Green Zone

cinema

Movie review by Greg Carlson

A farfetched fantasy of the highest order, Paul Greengrass’ “Green Zone” re-teams the director with Matt Damon, here playing a truth-seeking soldier in a Byzantine hall of mirrors in 2003 Iraq. The credits claim that Brian Helgeland’s script was inspired by Washington Post journalist Rajiv Chandrasekaran’s 2006 non-fiction book “Imperial Life in the Emerald City: Inside Iraq’s Green Zone,” and the Oz reference is apt, as “Green Zone” blends credulity-stretching heroism with anti-Bush political commentary. To a certain extent, the movie gets to have its cake and eat it too, as the fierce action violence contrasts with the director’s harsh assessment of the dubious matters of state.

Damon plays Army Chief Warrant Officer Roy Miller, a focused and highly moral professional whose team has been sent on one too many wild goose chases looking for non-existent weapons of mass destruction. At a briefing, Miller has the audacity to question the faulty intelligence, and is promptly silenced by superior officers. Quickly running afoul of sinister Pentagon Special Intelligence agent Clark Poundstone (Greg Kinnear), Miller casts his lot with grizzled CIA bureau chief Martin Brown (Brendan Gleeson), a voice of reason in an otherwise topsy turvy fiasco. When Greengrass is not staging tense sequences of urban combat, he devotes time to the battle between Poundstone and Brown, with Miller caught in the middle.

Amy Ryan also shows up a few times as the Judith Miller-esque Wall Street Journal reporter Lawrie Dayne, but the talented performer is underutilized, almost as if the movie is too impatient to give her anything to do outside of helping Miller put the pieces of the puzzle together. Faring slightly better is Khalid Abdalla as Freddy, a local who befriends Miller even as he expresses reservations about American trustworthiness.
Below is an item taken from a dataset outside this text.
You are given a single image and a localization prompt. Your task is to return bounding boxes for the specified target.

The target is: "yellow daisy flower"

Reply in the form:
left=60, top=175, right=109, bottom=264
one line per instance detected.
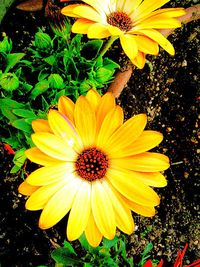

Despite the oversimplified explanations of Freddy’s frustrations, the actor, who appeared in Greengrass’ “United 93,” brings depth to what might have been a sketchily constructed figure.

Along with its kinship to the superior “United 93,” reviews of “Green Zone” inevitably mention the Greengrass/Damon partnership on the Bourne sequels, and the comparisons are apt. Miller, like Bourne, inevitably comes to operate as a lone wolf, surviving by his wits as well as some dumb luck. Greengrass also stages the action with his familiar kinetics, working with editor Christopher Rouse to slice up Barry Ackroyd’s purposefully shaky photography. Damon is nicely cast, offering an earnestness that borders on naïve until the overwhelming evidence of his country’s failures causes him to snap.

“Green Zone” calls to mind Charles Ferguson’s incredible documentary “No End in Sight,” a sobering assessment of the stunning arrogance of Bush policy in the aftermath of “Shock and Awe.” Several key boondoggles addressed by Ferguson, such as the disbanding of the Iraqi military and paramilitary, are referenced in “Green Zone.” Most nauseating, however, is the grim realization that the reasons for going to war in the first place were predicated on vapor. Greengrass cannot help but include the clip of George Bush smugly, prematurely asserting that the mission was accomplished, and the oft broadcast speech is no less sickening today.